Ranjani's mille-feuille

Dear reader,

I'm Ranjani. Sometime in my teenage, I picked the personality you see on the home page. Perhaps not for very good reasons, but there are also few good reasons to regret it. They don't stack too well together — cricket and poetry and tax and least of all, cheese — but I also get bored at an alarming pace. I need this range. And hey, life is, after all, too precious to be spent doing one thing. Here are the specifics of why I think I know what I might be doing, in each of these spheres:

I enjoy writing. It allows me to take apart the intricacies of my value system, and find stronger footing on which to stand. It's an endeavour that's intrinsically biased, but I'm also sufficiently hard on myself to be able to … well, cut the crap.

I'm a finance professional by trade (and a Chartered Accountant by the hand of Fate). I spend a disproportionate percentage of my waking hours on Excel worksheets and between the lines of law. My line of work regularly throws up questions that require deep dives. You won't learn the discipline on here, but I'm willing to share my 'Oh?!' moments here — and those are actually fun, as suspicious as that sounds. And true to the overall theme, I also learnt valuation — a discipline that sits at the sweet spot between numbers and narratives — through an online certification program conducted by Professor Aswath Damodaran. That fact is just that, it's best you don't develop expectations for something like equity research reports, unless you have an extra few hours to add to my day.

Sometime in 2014, I decided I would irredeemably, irrationally fuse my emotional state with the game of cricket. In hindsight, cricket made me. Rounded off the edges, gave me a reason to be loud, and the will to look forward to the next day even when that day went to hell. For seven years, I ran a cricket website of my own, writing and publishing cricket stories totalling to nearly two hundred thousand words. In 2022, I stopped watching cricket. I don't know of a single cricketing event that occurred between 2022 and 2025. It was awful. In 2025, I started watching the sport again. Slowly, but surely. Six months out, it feels okay again. Like I might finally, finally be back where I belong. Until I start writing again, I intend to sift through the archives and restore the best stories from the first website.
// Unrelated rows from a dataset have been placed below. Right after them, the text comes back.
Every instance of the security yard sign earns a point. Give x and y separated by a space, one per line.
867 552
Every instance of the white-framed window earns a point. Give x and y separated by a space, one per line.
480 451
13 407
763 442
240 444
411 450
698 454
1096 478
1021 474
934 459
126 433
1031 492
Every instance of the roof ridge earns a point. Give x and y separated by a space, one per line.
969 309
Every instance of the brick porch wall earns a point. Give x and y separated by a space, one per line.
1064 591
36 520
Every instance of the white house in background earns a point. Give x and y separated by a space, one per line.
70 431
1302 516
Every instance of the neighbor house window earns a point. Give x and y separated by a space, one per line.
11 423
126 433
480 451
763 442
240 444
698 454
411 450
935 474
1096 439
Stick around. I had a great spell, and you'll get the best bits.

On September 3, 1802, William Wordsworth composed Upon Westminster Bridge. Sometime in April 2018, I read Upon Westminster Bridge. It's not a life changing poem, by any measure. But reading through that poem was the first time that I was witness to the magic of poetry, and privy to its secrets. That you can say so little about so much, or that you can say something without saying anything at all — these were thrilling prospects for someone who took pleasure in breaking things down, and building them back up. In the eight years since, I've dabbled in poetry of all forms, from iambic pentameter to free verse to even my own (ahem). Four years back, I started a YouTube channel. I've created more than seventy videos. I don't know that I want to — or can — indulge in video production anymore. I'd rather write. And I'll be writing — restoring old scripts, and then writing fresh ones. I'd love to have you witness me witness magic.

I read my first novel when I was eight. Someone set fire to Mr. Hick's cottage. I read Six of Crows when I was sixteen. Kaz Brekker pulled out an eyeball. I read The Raven Cycle when I was nineteen. Something about dead Welsh kings. The downside of my reading habit is that I form intense parasocial relationships. The upside is … well, this person that I am. Much like the other bits and pieces, I lost my reading habit in favour of being dealt a fair hand by Fate (supra). I regret it everyday. These shelves are how I retrieve it — the habit, and the person.

Of all the lifestyle changes that Koramangala has introduced in people, I doubt there is another instance of enrolment in a cheese certification program. It's fairly simple, really — I found a fromagerie, spread boursin on a bagel, and haven't had a bite of processed cheese since. It's an effortful, expensive hobby, but I'm writing this at the end of a full day of configuring the right mix of cheeses for my toast, so I think I might keep it up. And like most of my inclinations, it's gone the academic route. I'm a Level 1 student at the Academy of Cheese. And I need to fill up tasting sheets for twenty-five cheeses. I plan on sharing them on here, in due course. Stink up the place a little. Find you a few new cheeses for your toast. Break the bank a little, too, enroute.